The Hybrid Decoder Layer
Another significant component of EMRRG is the hybrid decoder layer within the LLM. This layer extends the standard decoder by integrating a cross-attention mechanism alongside self-attention. While self-attention aggregates contextual information from preceding textual tokens, cross-attention simultaneously extracts relevant visual context from the visual tokens derived from the X-ray image. This enables the model to dynamically focus on key regions within the image, such as lesion sites, leading to more accurate and clinically relevant descriptions. A dynamic gating mechanism is also incorporated to adaptively modulate the fused output, mitigating potential information interference and enhancing training stability.
Also Read:
- Enhancing Clinical Decision Support with Specialized Medical Image Captioning
- Exploring Foundation Models in Medical Imaging: A Comprehensive Review
Performance and Efficiency
The EMRRG framework was rigorously evaluated on three public benchmark datasets: IU X-ray, MIMIC-CXR, and CheXpert Plus. The results showed that EMRRG achieves competitive or superior performance compared to existing state-of-the-art medical report generation algorithms across various natural language generation (NLG) and clinical evaluation (CE) metrics. Notably, on the CheXpert Plus dataset, EMRRG achieved state-of-the-art performance across nearly all evaluation metrics.

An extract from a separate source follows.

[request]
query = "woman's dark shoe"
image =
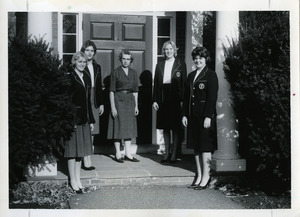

Beyond accuracy, EMRRG also stands out in terms of efficiency. The research highlights that the framework requires training only 2.3% of the parameters compared to full fine-tuning methods. This significant reduction in trainable parameters leads to substantially higher training efficiency, making EMRRG a more practical and scalable solution for real-world healthcare applications.
The authors, Mingzheng Zhang, Jinfeng Gao, Dan Xu, Jiangrui Yu, Yuhan Qiao, Lan Chen, Jin Tang, and Xiao Wang, have made their source code publicly available. For a deeper dive into the methodology and experimental details, the full research paper can be accessed here: EMRRG: Efficient Fine-Tuning Pre-trained X-ray Mamba Networks for Radiology Report Generation.
This work marks a notable advancement in medical report generation, providing an efficient and accurate approach to leverage cutting-edge AI models for critical healthcare tasks.